Quantitative classification of potential Navier-Stokes singularities beyond the blow-up time
Tobias Barker

TL;DR
This paper develops a quantitative classification framework for potential singular solutions of the 3D Navier-Stokes equations, especially near blow-up times, using improved estimates and recursive Carleman inequalities, enabling numerical testing of singularity candidates.
Contribution
It introduces the first quantitative classification of potentially singular solutions for axisymmetric initial data at any given time, with bounds suitable for numerical verification.
Findings
Quantitative bounds near potential blow-up times are established.
A recursive Carleman inequality strategy is developed for lower bounds.

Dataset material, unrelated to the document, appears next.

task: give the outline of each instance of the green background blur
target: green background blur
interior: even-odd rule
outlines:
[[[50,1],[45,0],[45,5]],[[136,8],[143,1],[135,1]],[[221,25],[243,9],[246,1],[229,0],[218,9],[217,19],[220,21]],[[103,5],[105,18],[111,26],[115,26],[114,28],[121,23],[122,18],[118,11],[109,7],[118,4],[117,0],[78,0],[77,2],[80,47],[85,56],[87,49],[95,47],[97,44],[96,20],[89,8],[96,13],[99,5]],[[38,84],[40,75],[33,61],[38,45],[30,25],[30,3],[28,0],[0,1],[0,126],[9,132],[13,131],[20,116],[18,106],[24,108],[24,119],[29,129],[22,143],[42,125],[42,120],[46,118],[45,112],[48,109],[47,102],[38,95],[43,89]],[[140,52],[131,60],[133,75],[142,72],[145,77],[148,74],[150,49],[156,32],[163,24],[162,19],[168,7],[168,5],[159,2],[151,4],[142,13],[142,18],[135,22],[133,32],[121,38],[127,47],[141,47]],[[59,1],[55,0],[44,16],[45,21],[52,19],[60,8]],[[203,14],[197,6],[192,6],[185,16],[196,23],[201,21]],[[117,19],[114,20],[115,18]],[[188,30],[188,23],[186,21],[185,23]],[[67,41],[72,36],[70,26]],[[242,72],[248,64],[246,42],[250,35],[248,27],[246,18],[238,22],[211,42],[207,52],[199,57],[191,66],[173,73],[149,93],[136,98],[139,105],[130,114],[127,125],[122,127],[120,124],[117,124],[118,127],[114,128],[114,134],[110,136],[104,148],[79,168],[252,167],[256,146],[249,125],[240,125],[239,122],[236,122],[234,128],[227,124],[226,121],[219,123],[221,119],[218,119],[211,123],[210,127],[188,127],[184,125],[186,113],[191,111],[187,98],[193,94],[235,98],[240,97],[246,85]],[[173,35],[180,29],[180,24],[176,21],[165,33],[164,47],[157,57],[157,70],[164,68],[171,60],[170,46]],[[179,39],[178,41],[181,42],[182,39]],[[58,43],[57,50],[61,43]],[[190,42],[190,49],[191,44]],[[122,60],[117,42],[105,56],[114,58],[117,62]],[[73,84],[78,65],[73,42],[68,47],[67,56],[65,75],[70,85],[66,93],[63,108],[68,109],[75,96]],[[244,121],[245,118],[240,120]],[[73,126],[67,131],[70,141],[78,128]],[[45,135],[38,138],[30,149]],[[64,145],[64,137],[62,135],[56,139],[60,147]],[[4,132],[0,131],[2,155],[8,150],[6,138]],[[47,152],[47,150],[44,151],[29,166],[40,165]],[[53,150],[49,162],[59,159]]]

Improved regularity regions for axisymmetric data are derived.
Abstract
In \cite{hou}, Hou gave a compelling numerical candidate for a singular solution of the 3D Navier-Stokes equations. We pioneer classifications of potentially singular solutions, motivated by the issue of investigating the viability of numerical candidates.For approximately axisymmetric initial data, we give the first quantitative classification of potentially singular solutions at \textit{any} given time in the region of potential blow-up times. Moreover, the quantitative bounds in the vicinity of any potential blow-up time are in principle amenable to numerical testing. To achieve this, we establish improved quantitative regions of regularity for approximately axisymmetric initial data, which may be of independent interest. Together with improved quantitative energy estimates from \cite{TB24}, this allows us to get a quantitative lower bound in the vicinity of a blow-up time by…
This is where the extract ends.